Created on: September 22, 2009


If Jelly Roll Morton invented jazz the music, then Louis Armstrong created jazz the art-form, jazz as a means of expression, in the same way a poet or novelist will use words as a means of expression, or an artist paint. And I don't use this analogy with the written word and art glibly. When Armstrong was at his most creative in the 1920s, American literature was also being re-invented by Hemingway and Scott Fitzgerald, as was art by Picasso. It was an almost unconscious post First World War outpouring of pent-up anger and aggression, of the need of a new beauty, and at times a huge resentment against the strictures of the 19th century, strictures that had come apart at the seams with the bloodbath of 1914 - 18.

These young men were just as much revolutionaries as were the slightly older men then sitting in the Kremlin. They wanted change and would create change. They cut to the quick in an abolition of the old fashioned. These were new times, and new times needed new words, new art, and new music.

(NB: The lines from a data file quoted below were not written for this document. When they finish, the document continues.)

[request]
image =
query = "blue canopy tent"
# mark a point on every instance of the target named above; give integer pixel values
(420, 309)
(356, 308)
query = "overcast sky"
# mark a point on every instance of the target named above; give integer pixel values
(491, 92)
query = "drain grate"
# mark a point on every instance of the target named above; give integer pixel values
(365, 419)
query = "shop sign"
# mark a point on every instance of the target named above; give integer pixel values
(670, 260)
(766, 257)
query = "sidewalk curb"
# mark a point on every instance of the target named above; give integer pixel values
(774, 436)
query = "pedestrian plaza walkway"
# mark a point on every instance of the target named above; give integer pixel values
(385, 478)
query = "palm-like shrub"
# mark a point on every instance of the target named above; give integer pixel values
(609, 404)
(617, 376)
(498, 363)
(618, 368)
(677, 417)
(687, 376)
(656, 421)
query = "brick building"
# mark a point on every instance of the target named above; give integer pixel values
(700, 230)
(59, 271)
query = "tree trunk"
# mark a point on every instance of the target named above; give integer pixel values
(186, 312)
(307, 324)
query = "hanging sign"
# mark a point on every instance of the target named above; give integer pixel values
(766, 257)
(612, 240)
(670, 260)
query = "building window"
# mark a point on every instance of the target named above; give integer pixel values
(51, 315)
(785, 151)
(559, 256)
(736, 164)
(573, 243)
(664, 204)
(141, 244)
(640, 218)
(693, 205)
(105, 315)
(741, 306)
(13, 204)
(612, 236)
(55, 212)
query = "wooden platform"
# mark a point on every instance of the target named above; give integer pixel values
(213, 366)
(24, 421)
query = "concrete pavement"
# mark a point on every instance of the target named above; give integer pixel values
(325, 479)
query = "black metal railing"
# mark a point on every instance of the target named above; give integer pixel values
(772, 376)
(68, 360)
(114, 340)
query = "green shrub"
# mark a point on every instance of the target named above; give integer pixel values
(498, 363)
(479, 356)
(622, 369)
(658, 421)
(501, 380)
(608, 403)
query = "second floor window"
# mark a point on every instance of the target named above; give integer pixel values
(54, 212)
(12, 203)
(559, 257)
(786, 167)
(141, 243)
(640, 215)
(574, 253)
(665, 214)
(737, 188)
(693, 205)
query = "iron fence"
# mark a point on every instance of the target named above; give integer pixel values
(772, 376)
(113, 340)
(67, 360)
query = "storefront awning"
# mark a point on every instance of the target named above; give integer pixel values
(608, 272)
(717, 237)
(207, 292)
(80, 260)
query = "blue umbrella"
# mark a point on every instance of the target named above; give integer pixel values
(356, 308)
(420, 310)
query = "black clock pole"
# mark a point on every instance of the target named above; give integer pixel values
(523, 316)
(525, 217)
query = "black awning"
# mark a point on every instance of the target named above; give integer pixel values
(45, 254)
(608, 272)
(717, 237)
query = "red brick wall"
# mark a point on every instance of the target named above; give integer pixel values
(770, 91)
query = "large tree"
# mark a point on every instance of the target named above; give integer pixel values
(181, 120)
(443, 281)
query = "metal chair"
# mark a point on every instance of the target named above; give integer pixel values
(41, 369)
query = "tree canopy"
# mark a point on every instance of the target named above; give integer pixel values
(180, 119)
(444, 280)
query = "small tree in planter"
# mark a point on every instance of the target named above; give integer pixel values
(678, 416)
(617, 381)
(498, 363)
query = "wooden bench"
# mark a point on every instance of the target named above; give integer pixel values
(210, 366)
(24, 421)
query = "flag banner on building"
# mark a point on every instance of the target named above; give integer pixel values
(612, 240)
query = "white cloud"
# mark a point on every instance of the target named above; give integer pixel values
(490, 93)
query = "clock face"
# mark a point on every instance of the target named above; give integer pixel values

Taking the literary analogy further. When we listen to a Louis Armstrong solo, most notably from the Hot Five and Hot Seven recordings, we are listening to an equivalent of Hemingway's, 'in our time', where there is a sudden, beautifully crafted, and very quick outpouring, or re-capitulation, of a set of new ideals - "are you listening out there, it's saying, because I've something to tell you, something that might just change your lives!"

The only difference is that Armstrong's work, which is just as stylish as Hemingway's, is of the moment, of that moment captured on record. Think of Hemingway sitting in a bar in Paris thinking about a story and then sweating over it for a couple of hours before putting his journalist experience into the mix and writing the finished story. Then think of Armstrong learning to play his horn and then trying stuff out on those river boat bands, stuff that would eventually become a thirty second solo on a three minute recording. There is a huge difference in approach and execution, but a huge similarity in preparation: it's sweat and genius.

Louis Armstrong was an all American jazz baby, born in New Orleans, Louisiana, on the Fourth of July 1900. And this date was something Armstrong believed in to the end of his days, and so did everyone else, until a baptismal certificate confirming his actual birth date as August 4, 1901, surfaced, and in the name of scholarship silenced one of the happiest legends in American popular music.